[Neuroimaging] Understanding atlas usage

bthirion bertrand.thirion at inria.fr
Fri Nov 30 16:59:28 EST 2018

On 30/11/2018 17:26, Alessandro Stranieri wrote:
> Hi,
> I am working on a small project with the adhd data. My background is 
> software engineering, but I am very new to nipy and neuroscience in 
> general so I might get some terminology wrong.
> Currently I am working my way through the correlation/connectome 
> examples. I have a few doubts but, in order to keep it simple, I will 
> just
> post a couple, hoping for help.
You're probably using Nilearn. Could you post these questions on 
Neurostars.org, so that other people can benefit from the answers ?
> 1. The fetch_adhd functions states that a maximum of 40 subjects can 
> be retrieved. This means that if I want to use more, I need to do all 
> the processing myself from the files at
> https://www.nitrc.org. Is it correct?
> 2. nilearn provides some atlases and I have more or less understood 
> how to use them. However, on NITRC one can also find 2 functional 
> parcellation templates, and time series are provided
> for those parcellations. I think I managed to create and display 
> connectomes with those templates but, what if I want to know the label 
> of a region? Those regions are labelled by numbers.
> For example, if I use the aal atlas, I can see 'Precentral_L', 
> 'Precental_R' and so on.

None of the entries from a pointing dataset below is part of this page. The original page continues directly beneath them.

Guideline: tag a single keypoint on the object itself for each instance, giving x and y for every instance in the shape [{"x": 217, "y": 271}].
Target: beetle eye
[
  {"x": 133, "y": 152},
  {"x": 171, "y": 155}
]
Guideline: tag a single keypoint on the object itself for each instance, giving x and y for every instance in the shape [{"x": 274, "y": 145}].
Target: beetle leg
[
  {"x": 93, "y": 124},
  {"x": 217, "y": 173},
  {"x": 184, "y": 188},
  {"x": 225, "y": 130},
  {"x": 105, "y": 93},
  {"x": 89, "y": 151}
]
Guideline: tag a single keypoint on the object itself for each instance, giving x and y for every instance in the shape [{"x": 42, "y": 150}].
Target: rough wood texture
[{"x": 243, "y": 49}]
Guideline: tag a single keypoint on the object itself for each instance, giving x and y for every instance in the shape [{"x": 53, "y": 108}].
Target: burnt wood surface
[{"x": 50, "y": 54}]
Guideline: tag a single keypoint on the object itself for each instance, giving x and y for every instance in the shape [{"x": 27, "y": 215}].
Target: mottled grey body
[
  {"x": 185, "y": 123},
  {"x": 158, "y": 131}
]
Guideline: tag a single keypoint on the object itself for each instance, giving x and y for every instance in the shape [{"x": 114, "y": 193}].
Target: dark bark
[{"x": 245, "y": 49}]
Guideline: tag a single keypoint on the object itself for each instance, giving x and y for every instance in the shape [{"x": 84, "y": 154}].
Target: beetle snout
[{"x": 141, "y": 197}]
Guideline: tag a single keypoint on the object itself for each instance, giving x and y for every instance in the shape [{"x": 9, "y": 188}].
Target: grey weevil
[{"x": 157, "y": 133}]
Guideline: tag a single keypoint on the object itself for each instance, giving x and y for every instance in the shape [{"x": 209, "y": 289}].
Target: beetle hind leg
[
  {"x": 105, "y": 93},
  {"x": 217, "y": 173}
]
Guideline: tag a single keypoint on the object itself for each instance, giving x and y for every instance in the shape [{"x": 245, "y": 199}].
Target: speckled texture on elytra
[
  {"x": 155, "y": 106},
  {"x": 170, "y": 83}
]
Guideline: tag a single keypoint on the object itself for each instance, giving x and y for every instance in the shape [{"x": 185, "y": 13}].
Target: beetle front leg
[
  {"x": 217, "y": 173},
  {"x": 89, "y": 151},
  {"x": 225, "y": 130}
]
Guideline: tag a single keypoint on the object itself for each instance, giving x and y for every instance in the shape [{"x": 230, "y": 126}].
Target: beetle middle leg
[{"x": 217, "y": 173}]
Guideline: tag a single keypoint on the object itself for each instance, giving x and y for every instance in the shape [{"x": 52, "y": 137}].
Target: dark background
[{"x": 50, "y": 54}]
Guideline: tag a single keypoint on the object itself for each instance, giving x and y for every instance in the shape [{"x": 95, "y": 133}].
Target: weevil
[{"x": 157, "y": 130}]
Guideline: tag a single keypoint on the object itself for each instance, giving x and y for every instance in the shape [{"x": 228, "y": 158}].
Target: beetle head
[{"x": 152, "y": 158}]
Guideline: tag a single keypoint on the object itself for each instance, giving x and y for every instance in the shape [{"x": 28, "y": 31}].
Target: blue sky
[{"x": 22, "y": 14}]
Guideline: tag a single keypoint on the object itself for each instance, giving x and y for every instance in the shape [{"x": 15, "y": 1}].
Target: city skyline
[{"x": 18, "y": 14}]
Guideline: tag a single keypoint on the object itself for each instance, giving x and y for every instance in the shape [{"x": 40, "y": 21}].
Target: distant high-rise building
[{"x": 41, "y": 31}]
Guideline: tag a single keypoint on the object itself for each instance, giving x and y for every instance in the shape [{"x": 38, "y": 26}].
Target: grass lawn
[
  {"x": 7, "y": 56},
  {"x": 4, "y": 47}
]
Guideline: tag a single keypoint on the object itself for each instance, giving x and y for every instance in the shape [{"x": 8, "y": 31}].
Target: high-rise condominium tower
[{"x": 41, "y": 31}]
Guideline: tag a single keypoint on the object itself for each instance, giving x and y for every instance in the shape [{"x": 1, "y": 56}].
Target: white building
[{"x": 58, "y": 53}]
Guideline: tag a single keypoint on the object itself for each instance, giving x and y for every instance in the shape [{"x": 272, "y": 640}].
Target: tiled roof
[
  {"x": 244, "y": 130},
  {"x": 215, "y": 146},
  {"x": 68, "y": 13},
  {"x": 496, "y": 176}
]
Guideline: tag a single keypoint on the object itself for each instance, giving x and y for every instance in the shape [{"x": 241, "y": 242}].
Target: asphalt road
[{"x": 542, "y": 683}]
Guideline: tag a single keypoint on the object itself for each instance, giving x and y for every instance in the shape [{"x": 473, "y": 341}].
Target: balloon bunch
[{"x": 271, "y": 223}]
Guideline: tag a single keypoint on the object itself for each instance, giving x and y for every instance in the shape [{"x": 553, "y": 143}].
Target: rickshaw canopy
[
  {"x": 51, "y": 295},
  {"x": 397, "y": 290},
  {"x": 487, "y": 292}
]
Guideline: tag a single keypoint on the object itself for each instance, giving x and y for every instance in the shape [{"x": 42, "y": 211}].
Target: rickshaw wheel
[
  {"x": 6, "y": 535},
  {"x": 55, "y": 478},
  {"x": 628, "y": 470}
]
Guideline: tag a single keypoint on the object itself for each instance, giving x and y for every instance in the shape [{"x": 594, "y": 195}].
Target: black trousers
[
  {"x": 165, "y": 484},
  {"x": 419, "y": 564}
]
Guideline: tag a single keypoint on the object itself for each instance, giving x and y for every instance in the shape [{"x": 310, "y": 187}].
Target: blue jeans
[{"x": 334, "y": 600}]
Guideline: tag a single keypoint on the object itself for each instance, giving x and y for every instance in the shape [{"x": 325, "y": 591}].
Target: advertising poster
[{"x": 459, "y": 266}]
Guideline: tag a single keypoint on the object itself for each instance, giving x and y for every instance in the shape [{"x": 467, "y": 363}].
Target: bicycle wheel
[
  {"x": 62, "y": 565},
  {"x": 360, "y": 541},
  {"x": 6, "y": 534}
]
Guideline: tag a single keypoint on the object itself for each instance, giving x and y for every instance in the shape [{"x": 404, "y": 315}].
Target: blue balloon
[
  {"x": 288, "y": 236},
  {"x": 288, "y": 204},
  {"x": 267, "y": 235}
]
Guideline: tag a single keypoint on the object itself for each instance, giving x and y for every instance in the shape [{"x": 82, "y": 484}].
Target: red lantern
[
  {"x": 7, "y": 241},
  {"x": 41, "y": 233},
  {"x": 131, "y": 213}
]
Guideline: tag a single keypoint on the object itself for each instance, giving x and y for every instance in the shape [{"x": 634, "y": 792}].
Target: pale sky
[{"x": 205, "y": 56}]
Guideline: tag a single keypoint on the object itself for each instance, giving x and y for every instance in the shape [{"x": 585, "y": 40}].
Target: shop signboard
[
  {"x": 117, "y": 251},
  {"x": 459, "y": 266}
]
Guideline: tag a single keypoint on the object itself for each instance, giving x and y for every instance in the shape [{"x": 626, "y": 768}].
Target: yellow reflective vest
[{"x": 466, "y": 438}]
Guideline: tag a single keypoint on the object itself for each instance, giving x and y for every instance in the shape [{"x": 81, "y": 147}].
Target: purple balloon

Can I do the same with the cc200 for example? 
> I fear that, since those parcellation are functional
> and not anatomical, there are no real labels associated to the region. 
> But I would still like to have a data-structure that allows me to 
> query things like: this region is in V1, or in the
> frontal lobe or other.
The best way to learn about parcellations is to run the corresponding 
examples of the library.

Each atlas comes with different information, so you may not have 
functional labels if the atlas comes from a functional parcellation, 
such as resting-state for instance.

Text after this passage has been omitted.